When asked about the workforce, Gordon explains, “We’ve had groups of Russians come through, folks from Turkey, Puerto Rico. But we hire locally as much as possible.” He notices a trend over recent years of not having the ability (for summertime local hire) readily available.

Sitka Salmon Shares Production Lead Ken James. Photo by Suzanne Portello.

Asked what’s coming up in the calendar, Gordon says (almost in one breath):  That’ll be IFQs from mid-March through mid-November – the halibut and black cod fisheries – and then the spring king salmon fishery. Shortly after, we’ll get into Dungeness crab. There’ll be a little bit of shrimp, then gillnet will start up, then come July 1st we’ll get into seine fish. Throughout this, the IFQ fishery continues (includes hook-&-line and pot fishery). The seine/gillnet fishery dies off about mid-Sept. Through that time there’s also jig fishing for ling cod; troll-caught salmon; directed pelagic fishery (rockfish). In October we get into sea cucumber, then back into Dungeness for the fall opening. We also do a little bit of bait herring fishery in January.

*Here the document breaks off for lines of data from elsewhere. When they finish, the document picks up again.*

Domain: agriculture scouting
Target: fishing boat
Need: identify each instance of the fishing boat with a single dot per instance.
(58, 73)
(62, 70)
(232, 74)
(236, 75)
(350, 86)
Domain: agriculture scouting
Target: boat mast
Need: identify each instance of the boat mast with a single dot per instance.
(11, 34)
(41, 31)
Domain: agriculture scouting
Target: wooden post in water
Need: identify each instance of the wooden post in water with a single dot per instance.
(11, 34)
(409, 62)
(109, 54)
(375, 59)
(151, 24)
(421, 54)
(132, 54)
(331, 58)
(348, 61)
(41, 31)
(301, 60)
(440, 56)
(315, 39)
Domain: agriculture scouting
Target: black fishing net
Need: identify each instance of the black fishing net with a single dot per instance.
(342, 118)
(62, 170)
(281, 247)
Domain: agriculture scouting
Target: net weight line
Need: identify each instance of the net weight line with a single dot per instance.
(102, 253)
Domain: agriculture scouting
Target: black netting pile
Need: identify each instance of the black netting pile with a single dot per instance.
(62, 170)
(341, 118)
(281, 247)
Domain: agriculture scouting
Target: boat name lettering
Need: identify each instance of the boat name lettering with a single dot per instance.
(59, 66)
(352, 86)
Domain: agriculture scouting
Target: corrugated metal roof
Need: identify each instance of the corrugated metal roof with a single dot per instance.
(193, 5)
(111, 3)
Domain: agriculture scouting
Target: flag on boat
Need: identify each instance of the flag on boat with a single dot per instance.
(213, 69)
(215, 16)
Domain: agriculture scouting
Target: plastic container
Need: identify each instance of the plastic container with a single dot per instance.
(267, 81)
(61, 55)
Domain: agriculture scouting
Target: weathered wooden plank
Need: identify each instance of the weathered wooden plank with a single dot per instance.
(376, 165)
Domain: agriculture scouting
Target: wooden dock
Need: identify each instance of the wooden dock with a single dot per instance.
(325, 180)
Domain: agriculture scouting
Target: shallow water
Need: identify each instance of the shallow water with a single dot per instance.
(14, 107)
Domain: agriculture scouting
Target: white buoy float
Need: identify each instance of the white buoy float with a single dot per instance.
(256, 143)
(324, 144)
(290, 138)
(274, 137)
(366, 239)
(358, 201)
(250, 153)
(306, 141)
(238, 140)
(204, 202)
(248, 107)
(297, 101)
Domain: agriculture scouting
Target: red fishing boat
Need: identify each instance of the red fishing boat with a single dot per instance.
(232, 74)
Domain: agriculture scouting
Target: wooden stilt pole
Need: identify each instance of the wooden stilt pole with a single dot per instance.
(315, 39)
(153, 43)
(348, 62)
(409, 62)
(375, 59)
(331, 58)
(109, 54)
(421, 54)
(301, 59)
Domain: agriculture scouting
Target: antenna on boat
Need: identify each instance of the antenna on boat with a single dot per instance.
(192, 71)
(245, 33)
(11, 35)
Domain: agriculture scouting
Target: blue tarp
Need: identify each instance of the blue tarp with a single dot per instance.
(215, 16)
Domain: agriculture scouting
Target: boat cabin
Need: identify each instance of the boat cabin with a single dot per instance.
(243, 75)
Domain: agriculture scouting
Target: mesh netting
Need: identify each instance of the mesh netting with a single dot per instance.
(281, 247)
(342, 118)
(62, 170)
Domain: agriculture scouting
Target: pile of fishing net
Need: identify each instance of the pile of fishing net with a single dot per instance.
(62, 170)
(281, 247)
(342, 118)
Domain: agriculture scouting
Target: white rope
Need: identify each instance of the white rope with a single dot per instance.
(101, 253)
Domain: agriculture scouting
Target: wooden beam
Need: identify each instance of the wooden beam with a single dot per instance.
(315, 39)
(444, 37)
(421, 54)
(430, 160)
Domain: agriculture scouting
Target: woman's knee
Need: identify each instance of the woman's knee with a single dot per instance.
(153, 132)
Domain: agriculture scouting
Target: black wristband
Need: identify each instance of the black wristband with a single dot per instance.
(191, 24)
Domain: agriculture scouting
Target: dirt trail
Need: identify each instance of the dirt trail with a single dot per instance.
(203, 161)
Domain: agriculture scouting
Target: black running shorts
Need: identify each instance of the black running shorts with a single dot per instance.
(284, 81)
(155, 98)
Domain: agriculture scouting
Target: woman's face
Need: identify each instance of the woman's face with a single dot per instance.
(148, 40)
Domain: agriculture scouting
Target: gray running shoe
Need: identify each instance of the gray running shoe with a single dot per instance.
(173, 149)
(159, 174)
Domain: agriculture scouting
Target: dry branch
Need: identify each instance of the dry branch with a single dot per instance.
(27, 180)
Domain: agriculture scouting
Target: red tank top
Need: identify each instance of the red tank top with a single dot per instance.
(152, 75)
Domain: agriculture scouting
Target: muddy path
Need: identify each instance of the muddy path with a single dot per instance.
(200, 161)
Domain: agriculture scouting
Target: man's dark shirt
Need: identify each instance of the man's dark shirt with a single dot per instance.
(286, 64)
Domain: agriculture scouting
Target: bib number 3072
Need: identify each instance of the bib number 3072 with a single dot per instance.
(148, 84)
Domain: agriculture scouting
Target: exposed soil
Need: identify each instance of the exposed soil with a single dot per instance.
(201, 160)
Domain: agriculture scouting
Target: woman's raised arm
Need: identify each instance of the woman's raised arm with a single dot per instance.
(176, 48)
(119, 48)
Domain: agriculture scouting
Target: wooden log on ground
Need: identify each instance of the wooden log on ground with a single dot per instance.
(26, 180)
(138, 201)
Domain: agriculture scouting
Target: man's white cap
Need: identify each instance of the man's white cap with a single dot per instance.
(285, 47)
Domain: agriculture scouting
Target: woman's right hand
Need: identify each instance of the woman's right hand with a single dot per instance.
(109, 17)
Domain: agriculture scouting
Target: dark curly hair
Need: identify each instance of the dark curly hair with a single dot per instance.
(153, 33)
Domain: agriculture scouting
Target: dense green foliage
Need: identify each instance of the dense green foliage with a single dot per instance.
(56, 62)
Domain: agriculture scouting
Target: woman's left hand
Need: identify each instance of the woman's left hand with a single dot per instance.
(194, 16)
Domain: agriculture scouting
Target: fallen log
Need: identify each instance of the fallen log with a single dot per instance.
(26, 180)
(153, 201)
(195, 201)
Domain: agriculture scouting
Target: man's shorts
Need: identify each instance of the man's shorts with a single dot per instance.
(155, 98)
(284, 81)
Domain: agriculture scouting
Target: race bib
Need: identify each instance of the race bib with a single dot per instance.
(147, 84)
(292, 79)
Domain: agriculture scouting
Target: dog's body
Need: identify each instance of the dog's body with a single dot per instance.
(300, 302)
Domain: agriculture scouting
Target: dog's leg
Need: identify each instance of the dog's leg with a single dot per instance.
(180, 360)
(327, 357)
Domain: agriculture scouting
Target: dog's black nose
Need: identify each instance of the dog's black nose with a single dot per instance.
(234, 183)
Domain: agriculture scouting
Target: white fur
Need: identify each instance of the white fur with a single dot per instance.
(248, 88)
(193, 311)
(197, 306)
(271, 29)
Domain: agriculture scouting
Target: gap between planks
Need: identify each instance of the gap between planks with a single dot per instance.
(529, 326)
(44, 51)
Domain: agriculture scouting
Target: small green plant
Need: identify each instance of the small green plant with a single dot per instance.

Like a Family – One Way and Another

What Don Koston likes most about his job at SPC is “what my job has created, which is a lot of long-term relationships with fishing families. It took me a couple of years to memorize the first name, last name and boat name of all the skippers and crews. Then, there’s the pleasure of watching the kids grow up.”

Dave Thomas remembers “lots of good stories involving Dungeness because that’s always fun, very energetic and like to pinch you.” But mostly he remembers the people. “Being from Sitka, I never got out and saw the world when I was younger, but I got to experience the world through all these people from Turkey, Eastern Europe, Russia. I met my wife here – she’s Russian – she was one of the last J-1s on a work Visa.”

Ken James talks about “the sense of pride in where I work, who I work for and the product we put out. I’ve kind of taken a sense of ownership in this place. A lot of times you don’t have hands-on with your owners. Marsh Skeel is local boy, one of the co-founders. These guys are hands-on. (At other places) you don’t usually see (upper management) getting their hands dirty cutting fish down on the table.”

Co-worker George Houghton says he wants to “Have FUN in my work – that’s why I am here.”